Jörg Schlaich (17 October 1934 – 4 September 2021) was a German structural engineer and is known internationally for his ground-breaking work in the creative design of bridges, long-span roofs, and other complex structures. He was a co-founder of the structural engineering and consulting firm Schlaich Bergermann Partner.

He was the brother of the architect Brigitte Schlaich Peterhans.

Early career
Jörg Schlaich studied architecture and civil engineering from 1953 to 1955 at Stuttgart University before completing his studies at the Technical University of Berlin in 1959. He spent 1959 and 1960 at the Case Western Reserve University in Cleveland, United States.

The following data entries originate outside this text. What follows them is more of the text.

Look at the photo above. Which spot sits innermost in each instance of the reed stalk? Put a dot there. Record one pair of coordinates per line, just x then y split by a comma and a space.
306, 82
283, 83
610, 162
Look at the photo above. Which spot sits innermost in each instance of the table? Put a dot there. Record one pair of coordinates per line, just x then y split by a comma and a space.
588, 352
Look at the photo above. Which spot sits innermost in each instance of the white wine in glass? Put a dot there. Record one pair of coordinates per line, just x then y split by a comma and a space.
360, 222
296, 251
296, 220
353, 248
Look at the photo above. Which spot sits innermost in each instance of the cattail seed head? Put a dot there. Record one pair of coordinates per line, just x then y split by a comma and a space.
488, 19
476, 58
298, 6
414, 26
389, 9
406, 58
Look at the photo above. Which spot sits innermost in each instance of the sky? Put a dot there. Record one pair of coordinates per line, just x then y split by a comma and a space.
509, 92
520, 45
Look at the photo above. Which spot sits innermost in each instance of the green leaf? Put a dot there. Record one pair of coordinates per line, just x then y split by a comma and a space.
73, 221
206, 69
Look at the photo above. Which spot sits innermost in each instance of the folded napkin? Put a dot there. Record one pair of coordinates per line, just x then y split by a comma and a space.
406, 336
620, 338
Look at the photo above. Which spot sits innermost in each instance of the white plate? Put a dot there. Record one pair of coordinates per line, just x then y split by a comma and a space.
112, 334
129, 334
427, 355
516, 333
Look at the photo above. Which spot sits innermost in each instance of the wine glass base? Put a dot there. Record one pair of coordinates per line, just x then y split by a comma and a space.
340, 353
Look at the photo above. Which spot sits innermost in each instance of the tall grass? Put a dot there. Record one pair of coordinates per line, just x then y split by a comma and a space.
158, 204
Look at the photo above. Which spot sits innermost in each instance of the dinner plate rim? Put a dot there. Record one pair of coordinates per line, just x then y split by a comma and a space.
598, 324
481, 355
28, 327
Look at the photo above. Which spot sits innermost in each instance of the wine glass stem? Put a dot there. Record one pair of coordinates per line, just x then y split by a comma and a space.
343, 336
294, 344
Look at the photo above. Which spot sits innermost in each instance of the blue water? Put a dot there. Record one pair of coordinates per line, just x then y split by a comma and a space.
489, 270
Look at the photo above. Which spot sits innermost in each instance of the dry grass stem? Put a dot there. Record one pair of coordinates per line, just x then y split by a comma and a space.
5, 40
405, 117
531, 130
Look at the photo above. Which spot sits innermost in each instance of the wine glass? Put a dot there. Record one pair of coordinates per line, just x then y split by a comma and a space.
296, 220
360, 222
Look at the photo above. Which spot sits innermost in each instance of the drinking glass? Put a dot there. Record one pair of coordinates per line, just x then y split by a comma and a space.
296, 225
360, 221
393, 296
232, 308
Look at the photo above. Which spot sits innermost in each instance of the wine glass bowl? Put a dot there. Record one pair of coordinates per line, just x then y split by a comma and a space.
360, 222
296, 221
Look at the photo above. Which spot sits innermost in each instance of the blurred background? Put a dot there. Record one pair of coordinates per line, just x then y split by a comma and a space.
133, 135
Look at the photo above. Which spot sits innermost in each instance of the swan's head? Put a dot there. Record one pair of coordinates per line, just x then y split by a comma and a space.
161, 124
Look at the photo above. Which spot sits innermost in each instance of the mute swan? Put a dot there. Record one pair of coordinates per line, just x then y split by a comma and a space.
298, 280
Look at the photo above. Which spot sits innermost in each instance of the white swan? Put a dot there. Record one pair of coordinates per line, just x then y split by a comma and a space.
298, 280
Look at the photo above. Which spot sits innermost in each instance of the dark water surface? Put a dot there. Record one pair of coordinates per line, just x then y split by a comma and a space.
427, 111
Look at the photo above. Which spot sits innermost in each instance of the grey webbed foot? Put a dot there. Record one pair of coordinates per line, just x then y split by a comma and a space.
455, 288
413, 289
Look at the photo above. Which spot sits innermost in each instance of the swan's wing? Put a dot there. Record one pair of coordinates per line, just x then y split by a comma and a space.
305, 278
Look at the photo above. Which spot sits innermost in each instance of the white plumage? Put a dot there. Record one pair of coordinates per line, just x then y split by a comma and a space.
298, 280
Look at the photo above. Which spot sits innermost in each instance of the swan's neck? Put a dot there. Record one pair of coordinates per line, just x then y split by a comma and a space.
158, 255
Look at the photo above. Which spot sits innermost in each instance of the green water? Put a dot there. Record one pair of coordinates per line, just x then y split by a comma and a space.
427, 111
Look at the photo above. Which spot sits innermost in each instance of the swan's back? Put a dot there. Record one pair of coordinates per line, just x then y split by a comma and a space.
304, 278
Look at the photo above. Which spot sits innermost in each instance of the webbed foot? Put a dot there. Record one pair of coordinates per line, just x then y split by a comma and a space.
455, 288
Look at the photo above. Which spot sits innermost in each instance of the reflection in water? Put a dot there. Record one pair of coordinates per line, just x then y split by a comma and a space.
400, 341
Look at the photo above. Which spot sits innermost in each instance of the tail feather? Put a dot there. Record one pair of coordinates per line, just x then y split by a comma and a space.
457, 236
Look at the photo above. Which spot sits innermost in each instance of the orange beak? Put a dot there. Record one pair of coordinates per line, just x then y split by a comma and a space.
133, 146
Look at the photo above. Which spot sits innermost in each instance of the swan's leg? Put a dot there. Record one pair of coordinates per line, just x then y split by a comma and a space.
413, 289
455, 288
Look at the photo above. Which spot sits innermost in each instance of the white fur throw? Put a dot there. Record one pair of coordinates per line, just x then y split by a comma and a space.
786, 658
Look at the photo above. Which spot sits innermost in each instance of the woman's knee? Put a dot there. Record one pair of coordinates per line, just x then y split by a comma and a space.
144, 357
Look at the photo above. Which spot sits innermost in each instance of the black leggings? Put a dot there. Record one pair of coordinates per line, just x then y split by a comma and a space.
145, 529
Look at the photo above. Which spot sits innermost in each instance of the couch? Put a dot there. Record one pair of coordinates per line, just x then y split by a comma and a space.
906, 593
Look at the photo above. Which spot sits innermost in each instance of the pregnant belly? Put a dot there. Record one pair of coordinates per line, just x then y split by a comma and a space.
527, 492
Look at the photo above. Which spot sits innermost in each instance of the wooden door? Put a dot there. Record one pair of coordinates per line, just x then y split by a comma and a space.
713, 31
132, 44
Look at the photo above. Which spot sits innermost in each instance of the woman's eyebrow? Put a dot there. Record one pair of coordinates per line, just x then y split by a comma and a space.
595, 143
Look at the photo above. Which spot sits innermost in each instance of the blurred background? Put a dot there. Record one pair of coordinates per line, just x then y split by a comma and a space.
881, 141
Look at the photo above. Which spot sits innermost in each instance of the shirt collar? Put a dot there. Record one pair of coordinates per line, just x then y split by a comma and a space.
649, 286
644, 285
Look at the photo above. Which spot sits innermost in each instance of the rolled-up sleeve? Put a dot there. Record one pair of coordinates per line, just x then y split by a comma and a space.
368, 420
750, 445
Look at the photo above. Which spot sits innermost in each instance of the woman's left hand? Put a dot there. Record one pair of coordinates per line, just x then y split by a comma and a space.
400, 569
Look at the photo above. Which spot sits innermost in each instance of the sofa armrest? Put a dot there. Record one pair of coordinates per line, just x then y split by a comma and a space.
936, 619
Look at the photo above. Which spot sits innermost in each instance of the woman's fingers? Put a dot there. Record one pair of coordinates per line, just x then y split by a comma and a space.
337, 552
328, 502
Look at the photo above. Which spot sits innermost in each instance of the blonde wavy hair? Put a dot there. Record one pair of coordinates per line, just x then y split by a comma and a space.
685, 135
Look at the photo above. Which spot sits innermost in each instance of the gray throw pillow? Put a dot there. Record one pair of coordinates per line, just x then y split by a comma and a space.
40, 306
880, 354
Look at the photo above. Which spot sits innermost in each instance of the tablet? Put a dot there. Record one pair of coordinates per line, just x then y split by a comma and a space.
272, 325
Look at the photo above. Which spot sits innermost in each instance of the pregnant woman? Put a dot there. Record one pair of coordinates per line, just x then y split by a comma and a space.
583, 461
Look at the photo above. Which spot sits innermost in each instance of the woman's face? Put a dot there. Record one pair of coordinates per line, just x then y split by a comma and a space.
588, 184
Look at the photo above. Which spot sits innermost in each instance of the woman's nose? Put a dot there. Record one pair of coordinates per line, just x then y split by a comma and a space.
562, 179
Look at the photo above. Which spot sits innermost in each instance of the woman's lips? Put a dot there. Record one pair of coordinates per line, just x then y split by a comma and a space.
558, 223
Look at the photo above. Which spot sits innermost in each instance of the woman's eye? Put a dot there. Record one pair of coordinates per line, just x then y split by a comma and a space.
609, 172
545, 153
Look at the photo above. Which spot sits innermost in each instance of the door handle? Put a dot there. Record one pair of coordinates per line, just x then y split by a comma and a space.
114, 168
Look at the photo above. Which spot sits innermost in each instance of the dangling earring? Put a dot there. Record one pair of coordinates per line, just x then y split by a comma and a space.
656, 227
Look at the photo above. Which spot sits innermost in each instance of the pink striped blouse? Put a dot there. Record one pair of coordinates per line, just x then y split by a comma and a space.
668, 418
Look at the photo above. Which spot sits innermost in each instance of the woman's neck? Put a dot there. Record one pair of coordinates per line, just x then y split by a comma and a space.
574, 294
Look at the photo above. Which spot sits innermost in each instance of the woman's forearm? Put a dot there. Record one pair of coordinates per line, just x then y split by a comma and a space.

In 1963, he joined the firm Leonhardt & Andrä, the firm founded by Fritz Leonhardt.

Later career
Schlaich was made a partner and was responsible for the Alster-Schwimmhalle in Hamburg, and more importantly, the Olympic Stadium in Munich. He stayed with the firm until 1969.

In 1974 he became an academic at Stuttgart University, and in 1980 he founded his own firm, Schlaich Bergermann Partner.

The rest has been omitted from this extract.